Training Day stars Bill Paxton and Justin Cornwell shatter the mold of TV’s buddy cop show (and lots of other stuff)
Bill Paxton cracks the the door to a room where Justin Cornwell is being interviewed, pokes his head in and raises his eyebrows “Here’s Johnny!” style. “He’s learning from the worst,” volunteers Paxton regarding his young co-star. “He’s learning from me.”
This is the Paxton, Cornwell explains, who sometimes emerges “when it’s been 14 hours of shooting and we’re all kind of in that mode, just laughing. We feel like a family in those moments.”
The jovial scene at this 35-room, 1920s mansion high atop the Pacific Palisades is a far cry from the gritty streets of L.A. where Paxton and Cornwell stalk, slap and trade gunshots with the crooks in CBS’s Training Day. Veteran actor Paxton, as a similarly veteran cop named Frank Rourke, is tasked with breaking in new partner Kyle Craig (Cornwell), who poses as a fresh recruit. Rourke is the insult-slinging, seen-it-all rule-breaker; Craig is a heroic do-gooder assigned by suspicious LAPD brass to uncover Rourke’s trespasses on the job. In a key complication, Craig’s dad, killed on the job years before, was Rourke’s partner at the time.
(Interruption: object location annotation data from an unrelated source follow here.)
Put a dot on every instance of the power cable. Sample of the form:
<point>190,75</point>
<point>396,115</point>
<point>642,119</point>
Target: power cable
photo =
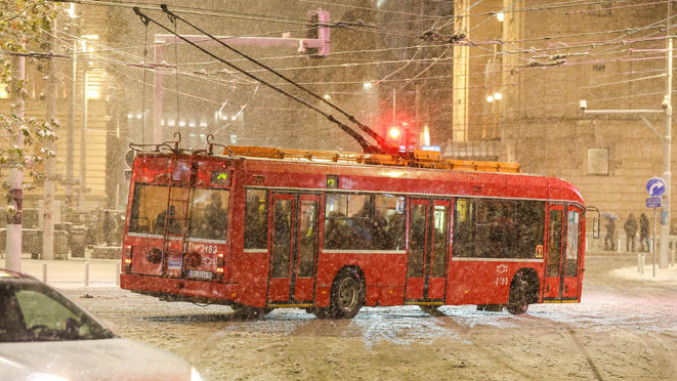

When reconfiguring the storyline from the original hit movie of 2001 (Antoine Fuqua ’s Training Day), Fuqua and fellow producers, including industry fixture Jerry Bruckheimer, did some script-flipping themselves. The show is what its makers call “a reimagining” of the original, and begins 15 years after the movie’s conclusion. This time, Ethan Hawke’s role in the film as newbie cop is played by African-American partner Craig, and Denzel Washington’s Oscar-winning role of veteran cop is Paxton.